2024-11-22 08:20:02 UTC

vDiveR: Visualization of Viral Protein Sequence Diversity Dynamics

Description

Author(s)

Maintainer: Pendy Tok pendytok0518@gmail.com

Authors:

Li Chuin Chong
Evgenia Chikina
Yin Cheng Chen
Mohammad Asif Khan

DiMA (v5.0.9) JSON Output File

Description

A sample DiMA JSON Output File which acts as the input for JSON2CSV()

Usage

JSON_sample

Format

A Diversity Motif Analyzer (DiMA) tool JSON file

k-mer sequences concatenation

Description

This function concatenates completely (index incidence = 100 index incidence < 100 k-mer position or are adjacent to each other and generate the CCS/HCS sequence in either CSv or FASTA format

Usage

concat_conserved_kmer(
  data,
  conservation_level = "HCS",
  kmer = 9,
  threshold_pct = NULL
)

Arguments

data

DiMA JSON converted csv file data

conservation_level

CCS (completely conserved) / HCS (highly conserved)

kmer

size of the k-mer window

threshold_pct

manually set threshold of index.incidence for HCS

Value

A list wit csv and fasta dataframes

Examples

csv<-concat_conserved_kmer(proteins_1host)$csv
csv_2hosts<-concat_conserved_kmer(protein_2hosts, conservation_level = "CCS")$csv
fasta <- concat_conserved_kmer(protein_2hosts, conservation_level = "HCS")$fasta

Extract metadata via fasta file from GISAID

Description

This function get the metadata from each header of GISAID fasta file

Usage

extract_from_GISAID(file_path)

Arguments

file_path

path of fasta file

Extract metadata via fasta file from ncbi

Description

This function get the metadata from each head of fasta file

Usage

extract_from_NCBI(file_path)

Arguments

file_path

path of fasta file

JSON2CSV

Description

This function converts DiMA (v5.0.9) JSON output file to a dataframe with 17 predefined columns which further acts as the input for other functions provided in this vDiveR package.

Usage

json2csv(
  json_data,
  host_name = "unknown host",
  protein_name = "unknown protein"
)

Arguments

json_data

DiMA JSON output dataframe

host_name

name of the host species

protein_name

name of the protein

Value

A dataframe which acts as input for the other functions in vDiveR package

Examples

inputdf<-json2csv(JSON_sample)

Metadata Input Sample

Description

A dummy dataset that acts as an input for plot_world_map() and plot_time()

Usage

metadata

Format

A data frame with 1000 rows and 3 variables:

ID: unique identifier of the sequence
region: geographical region of the sequence collection
date: collection date of the sequence

Metadata Extraction from NCBI/GISAID (EpiFlu/EpiCoV/EpiPox/EpiArbo) FASTA file

Description

This function retrieves metadata (ID, region, date) from the input FASTA file, with the source of, either NCBI (with default FASTA header) or GISAID (with default FASTA header). The function will return a dataframe that has three columns consisting ID, collected region and collected date. Records that do not have region or date information will be excluded from the output dataframe.

Usage

metadata_extraction(file_path, source)

Arguments

file_path

path of fasta file

source

the source of fasta file, either "NCBI" or "GISAID"

Value

A dataframe that has three columns consisting ID, collected region and collected date

Examples

filepath <- system.file('extdata','GISAID_EpiCoV.faa', package = 'vDiveR')
meta_gisaid <- metadata_extraction(filepath, 'GISAID')
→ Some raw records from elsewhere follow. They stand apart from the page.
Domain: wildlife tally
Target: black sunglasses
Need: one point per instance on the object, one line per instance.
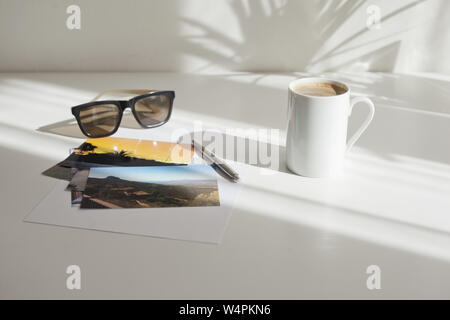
(102, 118)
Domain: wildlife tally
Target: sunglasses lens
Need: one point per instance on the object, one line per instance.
(100, 120)
(153, 110)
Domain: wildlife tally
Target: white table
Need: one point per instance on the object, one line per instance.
(289, 236)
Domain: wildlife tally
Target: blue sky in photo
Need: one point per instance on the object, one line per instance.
(158, 173)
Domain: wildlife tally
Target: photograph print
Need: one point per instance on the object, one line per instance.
(150, 187)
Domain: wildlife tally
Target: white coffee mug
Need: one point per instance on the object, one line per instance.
(317, 129)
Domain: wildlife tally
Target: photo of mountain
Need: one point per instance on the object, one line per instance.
(150, 187)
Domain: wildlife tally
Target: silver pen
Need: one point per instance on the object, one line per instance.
(218, 164)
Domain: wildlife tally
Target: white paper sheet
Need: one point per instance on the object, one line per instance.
(202, 224)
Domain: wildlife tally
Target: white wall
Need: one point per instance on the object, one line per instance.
(218, 35)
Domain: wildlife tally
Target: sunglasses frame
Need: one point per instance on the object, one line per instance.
(122, 105)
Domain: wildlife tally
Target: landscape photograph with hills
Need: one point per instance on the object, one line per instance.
(150, 187)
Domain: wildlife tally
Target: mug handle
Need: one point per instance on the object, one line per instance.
(366, 122)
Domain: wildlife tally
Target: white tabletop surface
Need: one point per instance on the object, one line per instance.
(289, 236)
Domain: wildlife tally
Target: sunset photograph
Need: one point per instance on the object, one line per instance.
(128, 152)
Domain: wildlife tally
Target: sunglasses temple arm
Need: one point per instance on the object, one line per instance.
(121, 91)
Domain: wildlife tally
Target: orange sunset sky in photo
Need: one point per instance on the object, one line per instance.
(144, 149)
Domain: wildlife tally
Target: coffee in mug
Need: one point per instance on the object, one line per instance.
(319, 89)
(318, 112)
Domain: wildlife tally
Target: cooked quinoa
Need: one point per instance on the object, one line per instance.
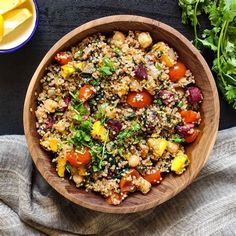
(116, 111)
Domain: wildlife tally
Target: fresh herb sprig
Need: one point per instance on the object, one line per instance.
(221, 38)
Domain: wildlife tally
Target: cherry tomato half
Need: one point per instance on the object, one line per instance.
(191, 138)
(86, 92)
(139, 99)
(190, 116)
(177, 71)
(71, 158)
(126, 184)
(153, 176)
(63, 58)
(85, 157)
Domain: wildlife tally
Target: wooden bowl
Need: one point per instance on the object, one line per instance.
(198, 151)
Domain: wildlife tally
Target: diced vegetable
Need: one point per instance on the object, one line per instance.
(179, 163)
(140, 72)
(139, 99)
(194, 95)
(190, 116)
(191, 138)
(61, 166)
(63, 58)
(185, 130)
(84, 157)
(177, 71)
(158, 145)
(51, 144)
(173, 148)
(86, 92)
(153, 176)
(99, 132)
(126, 182)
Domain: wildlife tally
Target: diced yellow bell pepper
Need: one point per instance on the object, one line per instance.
(99, 132)
(67, 71)
(61, 166)
(179, 163)
(160, 46)
(158, 145)
(51, 144)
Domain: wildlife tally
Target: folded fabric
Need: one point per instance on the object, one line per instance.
(29, 206)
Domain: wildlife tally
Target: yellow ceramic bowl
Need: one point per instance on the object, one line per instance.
(22, 34)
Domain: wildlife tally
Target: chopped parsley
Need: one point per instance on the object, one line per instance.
(107, 67)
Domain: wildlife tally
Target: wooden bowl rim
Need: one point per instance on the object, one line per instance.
(59, 44)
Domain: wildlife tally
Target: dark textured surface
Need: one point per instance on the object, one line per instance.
(58, 18)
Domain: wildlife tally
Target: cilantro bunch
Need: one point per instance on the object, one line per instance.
(221, 38)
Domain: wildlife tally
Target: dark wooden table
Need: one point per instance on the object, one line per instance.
(57, 17)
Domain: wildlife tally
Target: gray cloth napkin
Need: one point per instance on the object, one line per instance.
(28, 206)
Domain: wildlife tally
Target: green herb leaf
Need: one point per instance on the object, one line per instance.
(107, 67)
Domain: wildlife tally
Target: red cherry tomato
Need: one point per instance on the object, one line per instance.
(126, 184)
(139, 99)
(86, 92)
(63, 58)
(71, 158)
(190, 116)
(153, 176)
(114, 199)
(85, 157)
(191, 138)
(177, 71)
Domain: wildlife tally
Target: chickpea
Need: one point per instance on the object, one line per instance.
(134, 161)
(119, 36)
(78, 180)
(144, 39)
(60, 126)
(50, 105)
(144, 150)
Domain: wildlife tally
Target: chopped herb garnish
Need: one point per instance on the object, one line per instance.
(107, 67)
(101, 113)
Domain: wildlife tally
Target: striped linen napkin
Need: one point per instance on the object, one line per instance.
(29, 206)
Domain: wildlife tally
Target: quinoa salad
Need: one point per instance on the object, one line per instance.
(116, 112)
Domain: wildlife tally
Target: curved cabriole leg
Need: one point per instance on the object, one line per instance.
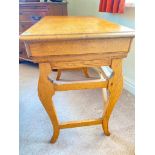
(45, 93)
(115, 87)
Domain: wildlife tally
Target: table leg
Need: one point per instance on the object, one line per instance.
(45, 93)
(115, 87)
(85, 71)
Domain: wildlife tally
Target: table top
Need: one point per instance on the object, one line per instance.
(72, 27)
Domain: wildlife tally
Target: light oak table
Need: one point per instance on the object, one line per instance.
(59, 42)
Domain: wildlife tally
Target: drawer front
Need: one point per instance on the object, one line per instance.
(23, 26)
(34, 16)
(75, 47)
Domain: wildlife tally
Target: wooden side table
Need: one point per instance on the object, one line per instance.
(74, 42)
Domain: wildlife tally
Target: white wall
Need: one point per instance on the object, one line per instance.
(90, 8)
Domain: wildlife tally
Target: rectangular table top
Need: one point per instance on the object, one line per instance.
(72, 27)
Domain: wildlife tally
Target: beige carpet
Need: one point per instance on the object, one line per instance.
(36, 129)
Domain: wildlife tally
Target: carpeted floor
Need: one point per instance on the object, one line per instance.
(36, 129)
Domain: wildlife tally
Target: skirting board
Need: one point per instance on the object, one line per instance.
(128, 85)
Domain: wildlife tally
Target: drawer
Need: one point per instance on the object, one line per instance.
(23, 26)
(33, 7)
(32, 16)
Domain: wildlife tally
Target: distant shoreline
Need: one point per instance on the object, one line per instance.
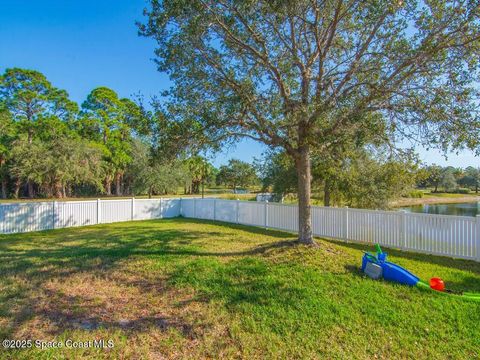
(433, 200)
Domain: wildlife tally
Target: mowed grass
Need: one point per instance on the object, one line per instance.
(182, 288)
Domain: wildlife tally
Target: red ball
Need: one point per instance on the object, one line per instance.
(437, 284)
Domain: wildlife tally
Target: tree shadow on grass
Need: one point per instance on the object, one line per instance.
(38, 258)
(459, 264)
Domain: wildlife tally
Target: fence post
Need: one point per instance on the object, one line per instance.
(266, 214)
(54, 217)
(478, 237)
(132, 215)
(214, 209)
(237, 206)
(345, 217)
(161, 207)
(403, 232)
(99, 215)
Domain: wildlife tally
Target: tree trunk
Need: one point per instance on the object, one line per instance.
(118, 183)
(58, 190)
(4, 188)
(31, 192)
(304, 192)
(16, 191)
(326, 193)
(108, 186)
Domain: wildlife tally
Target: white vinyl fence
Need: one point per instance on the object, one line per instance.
(455, 236)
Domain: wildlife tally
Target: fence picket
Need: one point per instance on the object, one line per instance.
(454, 236)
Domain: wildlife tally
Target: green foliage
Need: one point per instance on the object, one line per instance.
(237, 174)
(415, 194)
(308, 77)
(149, 176)
(30, 97)
(57, 164)
(277, 173)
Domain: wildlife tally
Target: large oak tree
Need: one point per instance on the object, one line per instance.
(305, 75)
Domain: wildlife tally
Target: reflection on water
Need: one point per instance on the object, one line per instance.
(462, 209)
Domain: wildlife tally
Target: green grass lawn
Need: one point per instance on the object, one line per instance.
(191, 289)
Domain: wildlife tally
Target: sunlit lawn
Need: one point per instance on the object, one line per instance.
(191, 289)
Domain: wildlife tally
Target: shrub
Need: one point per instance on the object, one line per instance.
(416, 194)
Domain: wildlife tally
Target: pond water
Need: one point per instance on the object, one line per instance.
(461, 209)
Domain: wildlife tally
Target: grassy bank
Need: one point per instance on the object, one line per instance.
(192, 289)
(436, 198)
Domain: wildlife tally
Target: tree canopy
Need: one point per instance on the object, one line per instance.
(308, 75)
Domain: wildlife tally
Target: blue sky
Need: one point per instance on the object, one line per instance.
(80, 45)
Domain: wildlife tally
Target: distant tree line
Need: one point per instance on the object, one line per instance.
(360, 177)
(450, 179)
(52, 147)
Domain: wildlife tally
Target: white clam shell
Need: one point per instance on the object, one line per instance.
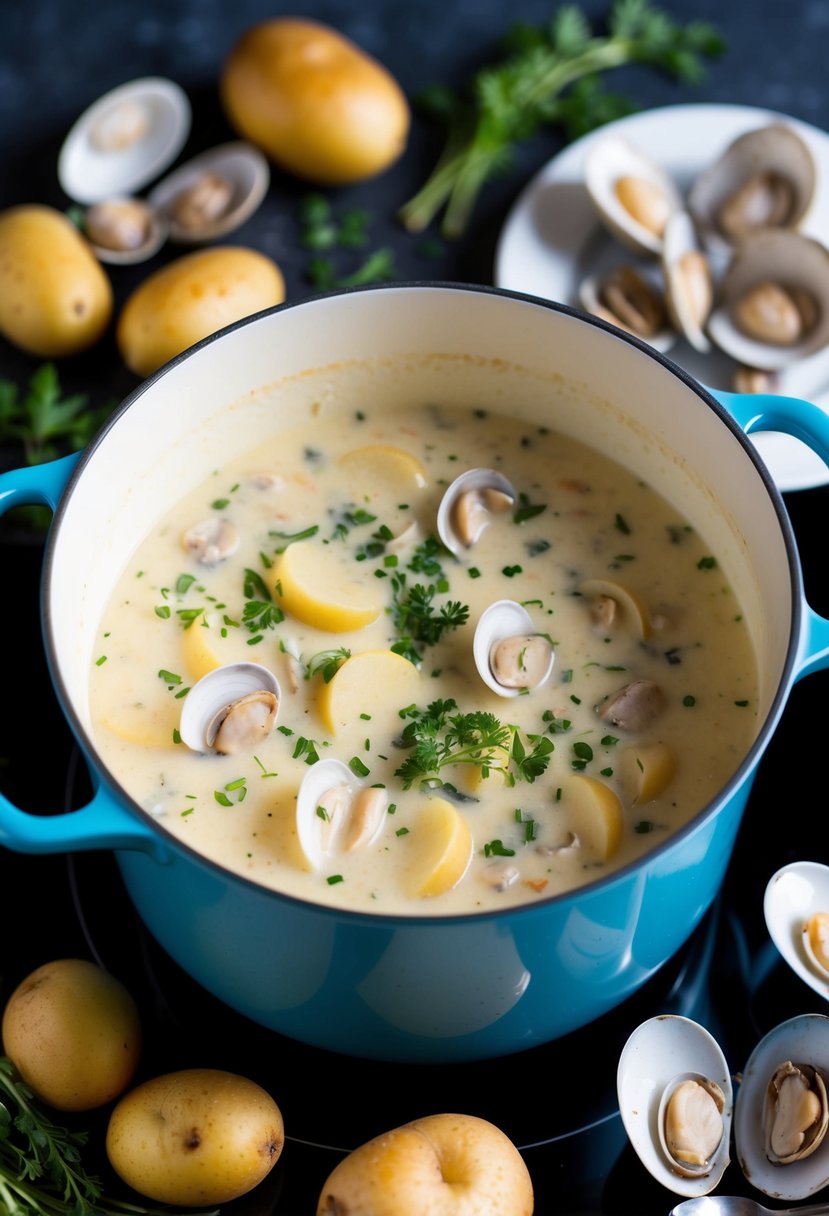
(505, 618)
(241, 164)
(590, 297)
(216, 690)
(660, 1052)
(321, 777)
(680, 240)
(89, 173)
(610, 158)
(804, 1040)
(473, 479)
(794, 894)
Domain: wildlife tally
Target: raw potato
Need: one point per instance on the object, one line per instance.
(55, 297)
(192, 297)
(314, 101)
(193, 1137)
(446, 1165)
(73, 1032)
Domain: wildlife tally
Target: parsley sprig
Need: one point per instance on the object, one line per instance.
(548, 76)
(440, 736)
(41, 1167)
(41, 420)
Conservation Levels Distribution Plot

Description

This function plots conservation levels distribution of k-mer positions, which consists of completely conserved (black) (index incidence = 100%), highly conserved (blue) (90% <= index incidence < 100%), mixed variable (green) (20% < index incidence <= 90%), highly diverse (purple) (10% < index incidence <= 20%) and extremely diverse (pink) (index incidence <= 10%).

Usage

plot_conservation_level(
  df,
  protein_order = NULL,
  conservation_label = 1,
  host = 1,
  base_size = 11,
  line_dot_size = 2,
  label_size = 2.6,
  alpha = 0.6
)

Arguments

df

DiMA JSON converted csv file data

protein_order

order of proteins displayed in plot

conservation_label

0 (partial; show present conservation labels only) or 1 (full; show ALL conservation labels) in plot

host

number of host (1/2)

base_size

base font size in plot

line_dot_size

lines and dots size

label_size

conservation labels font size

alpha

any number from 0 (transparent) to 1 (opaque)

Value

A plot

Examples

plot_conservation_level(proteins_1host, conservation_label = 1,alpha=0.8, base_size = 15)
plot_conservation_level(protein_2hosts, conservation_label = 0, host=2)

Entropy and total variant incidence correlation plot

Description

This function plots the correlation between entropy and total variant incidence of all the provided protein(s).

Usage

plot_correlation(
  df,
  host = 1,
  alpha = 1/3,
  line_dot_size = 3,
  base_size = 11,
  ylabel = "k-mer entropy (bits)\n",
  xlabel = "\nTotal variants (%)",
  ymax = ceiling(max(df$entropy)),
  ybreak = 0.5
)

Arguments

df

DiMA JSON converted csv file data

host

number of host (1/2)

alpha

any number from 0 (transparent) to 1 (opaque)

line_dot_size

dot size in scatter plot

base_size

base font size in plot

ylabel

y-axis label

xlabel

x-axis label

ymax

maximum y-axis

ybreak

y-axis breaks

Value

A scatter plot

Examples

plot_correlation(proteins_1host)
plot_correlation(protein_2hosts, base_size = 2, ybreak=1, ymax=10, host = 2)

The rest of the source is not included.